Irena Chelihi avoue cependant avoir été abasourdie par les témoignages. Elle s’est rapprochée d’associations luttant contre les violences sexistes et sexuelles afin de travailler main dans la main : « Je veux créer quelque chose de positif à partir de ce mouvement. Je souhaiterais par exemple regrouper, dans un collectif, les membres de la nuit grenobloise et les associations. Il ne faut pas qu’il y ait d’opposition mais un travail commun. » Elle ajoute : « Ce que nous cherchons dans nos établissements c’est cultiver la convivialité, le partage, la proximité. Nous souhaitons que nos clients passent un bon moment mais nous ne vivons pas dans un monde de bisounours c’est pourquoi la prise de conscience doit être globale. »
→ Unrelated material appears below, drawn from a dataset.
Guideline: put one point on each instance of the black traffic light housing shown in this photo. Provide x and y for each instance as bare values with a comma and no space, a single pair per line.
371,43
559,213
Un autre gérant d’un établissement épinglé (qui souhaite rester anonyme) se dit “choqué, voire horrifié” suite à la lecture des témoignages de Balance ton bar Grenoble. “Tu entends toujours des trucs, même avant que je bosse en bar, mais tu as du mal à y croire. Et en fait si, ça existe.” Il aurait souhaité “pouvoir s’excuser” auprès des victimes, “au nom de l’établissement”. “Mal renseigné”, il a ensuite contacté la mairie pour en savoir plus sur le GHB et ses effets.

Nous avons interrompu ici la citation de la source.